Initial measurements of postantibiotic effect (PAE) were made by a standard laboratory method (exposure to 1 mg of clindamycin per liter for 1 h). The range of PAE for 21 strains of Staphylococcus aureus isolated from osteomyelitis patients was 0.4 to 3.9 h, which markedly exceeded the coefficient of variation for the method (6 to 19%). Exposure of S. aureus to three doses of clindamycin at 8-h intervals had no consistent effect on either PAE or MIC. The PAE was dependent on both concentration and duration of exposure to clindamycin: for example, the PAEs for one strain were 1.7 h after exposure to 1 mg/liter for 1 h, 2.4 h after exposure to 4 mg/liter for 1 h, and 5.9 h after exposure to 4 mg/liter for 3 h.
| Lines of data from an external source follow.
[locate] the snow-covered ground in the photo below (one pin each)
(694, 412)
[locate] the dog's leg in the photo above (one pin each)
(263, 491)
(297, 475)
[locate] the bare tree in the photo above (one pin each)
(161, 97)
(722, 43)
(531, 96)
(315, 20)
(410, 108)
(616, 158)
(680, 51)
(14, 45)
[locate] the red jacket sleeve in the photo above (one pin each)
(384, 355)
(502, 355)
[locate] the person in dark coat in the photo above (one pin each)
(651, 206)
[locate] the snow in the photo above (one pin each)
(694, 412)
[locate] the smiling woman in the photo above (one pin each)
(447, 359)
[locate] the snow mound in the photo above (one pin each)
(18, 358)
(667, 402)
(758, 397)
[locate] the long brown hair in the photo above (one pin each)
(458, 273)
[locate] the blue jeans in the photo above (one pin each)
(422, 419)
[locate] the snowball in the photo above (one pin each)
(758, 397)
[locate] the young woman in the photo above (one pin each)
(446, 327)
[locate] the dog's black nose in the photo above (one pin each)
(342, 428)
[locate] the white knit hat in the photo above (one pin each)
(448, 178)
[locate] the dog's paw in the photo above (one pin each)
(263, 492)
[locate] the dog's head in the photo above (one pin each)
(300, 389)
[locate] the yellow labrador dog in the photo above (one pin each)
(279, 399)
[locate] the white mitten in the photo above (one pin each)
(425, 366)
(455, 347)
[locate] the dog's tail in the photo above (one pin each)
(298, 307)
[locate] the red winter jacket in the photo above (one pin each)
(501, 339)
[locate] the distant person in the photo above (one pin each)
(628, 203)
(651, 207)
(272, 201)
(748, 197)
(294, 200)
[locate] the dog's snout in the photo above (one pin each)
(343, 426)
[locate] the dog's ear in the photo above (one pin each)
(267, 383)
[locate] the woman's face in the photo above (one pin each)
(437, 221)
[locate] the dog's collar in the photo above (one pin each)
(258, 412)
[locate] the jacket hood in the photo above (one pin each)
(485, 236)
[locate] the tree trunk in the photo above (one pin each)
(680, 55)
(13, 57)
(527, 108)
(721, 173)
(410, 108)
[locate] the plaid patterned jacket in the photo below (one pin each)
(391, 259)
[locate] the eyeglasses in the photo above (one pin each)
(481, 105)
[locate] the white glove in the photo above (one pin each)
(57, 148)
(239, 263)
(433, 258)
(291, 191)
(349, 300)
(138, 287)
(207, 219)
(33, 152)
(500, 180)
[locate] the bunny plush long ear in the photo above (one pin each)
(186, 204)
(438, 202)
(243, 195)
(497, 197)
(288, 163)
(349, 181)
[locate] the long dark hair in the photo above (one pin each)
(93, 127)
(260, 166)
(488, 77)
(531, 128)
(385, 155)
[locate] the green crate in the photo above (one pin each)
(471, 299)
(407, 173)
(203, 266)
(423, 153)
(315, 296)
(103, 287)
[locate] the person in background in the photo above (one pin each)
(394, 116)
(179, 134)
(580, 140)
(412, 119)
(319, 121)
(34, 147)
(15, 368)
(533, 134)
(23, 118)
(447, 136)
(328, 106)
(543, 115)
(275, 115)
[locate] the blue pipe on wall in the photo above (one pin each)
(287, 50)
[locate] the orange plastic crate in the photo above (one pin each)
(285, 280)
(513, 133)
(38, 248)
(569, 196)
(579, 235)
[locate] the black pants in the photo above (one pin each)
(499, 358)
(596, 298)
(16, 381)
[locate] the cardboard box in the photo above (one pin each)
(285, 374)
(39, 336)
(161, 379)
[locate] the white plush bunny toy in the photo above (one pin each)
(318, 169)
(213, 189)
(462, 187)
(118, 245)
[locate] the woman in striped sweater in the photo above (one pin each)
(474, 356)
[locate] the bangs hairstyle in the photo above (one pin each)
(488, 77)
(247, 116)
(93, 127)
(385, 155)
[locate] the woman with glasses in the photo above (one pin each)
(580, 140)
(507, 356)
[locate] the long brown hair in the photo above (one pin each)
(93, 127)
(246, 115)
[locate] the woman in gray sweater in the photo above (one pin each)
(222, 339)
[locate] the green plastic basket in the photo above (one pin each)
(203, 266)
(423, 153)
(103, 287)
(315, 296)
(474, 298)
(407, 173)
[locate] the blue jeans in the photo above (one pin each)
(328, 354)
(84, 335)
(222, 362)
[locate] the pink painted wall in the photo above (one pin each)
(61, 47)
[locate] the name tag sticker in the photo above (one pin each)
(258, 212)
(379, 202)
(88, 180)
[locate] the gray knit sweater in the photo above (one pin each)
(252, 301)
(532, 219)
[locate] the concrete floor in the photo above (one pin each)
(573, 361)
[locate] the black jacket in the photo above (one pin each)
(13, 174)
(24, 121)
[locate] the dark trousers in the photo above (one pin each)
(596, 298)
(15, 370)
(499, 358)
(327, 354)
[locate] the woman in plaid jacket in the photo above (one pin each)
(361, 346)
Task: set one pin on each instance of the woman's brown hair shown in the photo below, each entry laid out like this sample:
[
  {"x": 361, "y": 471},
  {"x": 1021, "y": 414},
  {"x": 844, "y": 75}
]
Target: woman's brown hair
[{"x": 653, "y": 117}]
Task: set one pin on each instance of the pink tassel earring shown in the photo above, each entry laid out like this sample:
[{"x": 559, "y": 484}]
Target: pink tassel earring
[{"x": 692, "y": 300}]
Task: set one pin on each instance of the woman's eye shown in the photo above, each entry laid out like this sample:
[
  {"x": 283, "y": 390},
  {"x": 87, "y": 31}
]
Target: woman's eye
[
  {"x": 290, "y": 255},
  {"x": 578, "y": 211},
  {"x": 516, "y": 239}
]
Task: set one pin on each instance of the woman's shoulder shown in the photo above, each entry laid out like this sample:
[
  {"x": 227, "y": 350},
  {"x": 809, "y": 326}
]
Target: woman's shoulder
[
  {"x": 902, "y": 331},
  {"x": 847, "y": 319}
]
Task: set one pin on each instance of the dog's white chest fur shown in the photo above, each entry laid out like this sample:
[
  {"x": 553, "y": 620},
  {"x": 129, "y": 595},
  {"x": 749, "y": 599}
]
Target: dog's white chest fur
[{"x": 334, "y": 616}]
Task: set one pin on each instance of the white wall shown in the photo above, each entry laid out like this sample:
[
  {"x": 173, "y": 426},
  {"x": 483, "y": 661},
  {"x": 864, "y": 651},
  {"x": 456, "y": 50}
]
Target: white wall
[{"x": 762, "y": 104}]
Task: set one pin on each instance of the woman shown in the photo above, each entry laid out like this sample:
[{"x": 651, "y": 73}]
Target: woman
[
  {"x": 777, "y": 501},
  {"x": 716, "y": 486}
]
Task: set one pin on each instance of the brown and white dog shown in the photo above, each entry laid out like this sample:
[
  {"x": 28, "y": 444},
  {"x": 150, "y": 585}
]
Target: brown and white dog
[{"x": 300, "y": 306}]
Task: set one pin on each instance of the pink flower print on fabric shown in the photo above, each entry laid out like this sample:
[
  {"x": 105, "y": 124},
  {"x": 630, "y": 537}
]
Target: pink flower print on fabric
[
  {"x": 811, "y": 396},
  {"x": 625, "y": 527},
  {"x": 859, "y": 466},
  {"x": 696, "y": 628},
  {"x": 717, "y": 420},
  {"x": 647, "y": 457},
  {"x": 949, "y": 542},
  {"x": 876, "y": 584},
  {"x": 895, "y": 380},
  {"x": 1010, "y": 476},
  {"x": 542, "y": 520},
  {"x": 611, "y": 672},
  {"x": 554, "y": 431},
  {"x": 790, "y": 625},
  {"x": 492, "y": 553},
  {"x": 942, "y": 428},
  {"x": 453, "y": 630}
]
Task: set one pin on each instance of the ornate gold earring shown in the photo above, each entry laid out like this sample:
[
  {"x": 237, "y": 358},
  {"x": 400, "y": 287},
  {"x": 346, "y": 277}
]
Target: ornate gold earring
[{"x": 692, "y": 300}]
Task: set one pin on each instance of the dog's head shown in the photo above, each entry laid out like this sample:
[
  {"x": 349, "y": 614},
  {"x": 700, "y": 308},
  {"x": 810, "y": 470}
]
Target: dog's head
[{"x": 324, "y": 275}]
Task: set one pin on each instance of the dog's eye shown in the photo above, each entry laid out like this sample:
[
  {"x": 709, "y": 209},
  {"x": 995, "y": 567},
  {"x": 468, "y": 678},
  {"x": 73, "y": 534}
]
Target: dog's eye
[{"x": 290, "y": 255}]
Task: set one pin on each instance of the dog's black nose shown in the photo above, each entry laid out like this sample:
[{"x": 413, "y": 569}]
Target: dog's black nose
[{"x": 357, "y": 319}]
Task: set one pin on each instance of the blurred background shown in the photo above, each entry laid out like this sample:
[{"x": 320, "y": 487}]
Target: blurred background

Pharmacokinetic simulations showed that the dose required to maintain free serum clindamycin concentrations above the MIC was 300 mg 6 hourly after oral administration (95% confidence interval, 243 to 301 mg) and 1.2 g 6 hourly (95% confidence interval, 305 to 1,145 mg) after intravenous (i.v.) administration. The duration of PAE would have to be at least 2.4 h to allow an increase in the oral dose interval to 8 h or to allow i.v. administration of 300 mg 6 hourly. Additional PAE experiments were performed with the three strains for which PAEs are the shortest after exposure to 1 mg/liter for 1 h (0.4 to 1.2 h). The PAE for these three strains increased markedly to 4.4 to 6.7 h following exposure to 2 mg/liter for 6 h (to mimic the area under the concentration-time curve from 0 to 6 h after a 300-mg dose). These data suggest that oral clindamycin could be administered at 300 mg 8 hourly in the treatment of S. aureus infection, whereas the i.v. dose interval should be 6 h. These suggestions should be confirmed by performing clinical trials.

摘要

采用标准实验室方法(暴露于每升含1毫克克林霉素1小时)进行抗生素后效应(PAE)的初始测量。从骨髓炎患者中分离出的21株金黄色葡萄球菌的PAE范围为0.4至3.9小时,这明显超过了该方法的变异系数(6%至19%)。金黄色葡萄球菌每隔8小时接受三剂克林霉素处理,对PAE或最低抑菌浓度(MIC)均无一致影响。PAE取决于克林霉素的浓度和暴露持续时间:例如,一株菌在暴露于1毫克/升1小时后的PAE为1.7小时,暴露于4毫克/升1小时后的PAE为2.4小时,暴露于4毫克/升3小时后的PAE为5.9小时。药代动力学模拟显示,口服给药后维持游离血清克林霉素浓度高于MIC所需的剂量为每6小时300毫克(95%置信区间,243至301毫克),静脉注射(i.v.)给药后为每6小时1.2克(95%置信区间,305至1145毫克)。PAE的持续时间至少应为2.4小时,才能将口服给药间隔延长至8小时或允许每6小时静脉注射300毫克。对暴露于1毫克/升1小时后PAE最短(0.4至1.2小时)的三株菌进行了额外的PAE实验。在暴露于2毫克/升6小时后(以模拟300毫克剂量后0至6小时的浓度-时间曲线下面积),这三株菌的PAE显著增加至4.4至6.7小时。这些数据表明,在治疗金黄色葡萄球菌感染时,口服克林霉素可以每8小时300毫克给药,而静脉注射的给药间隔应为6小时。这些建议应通过进行临床试验来证实。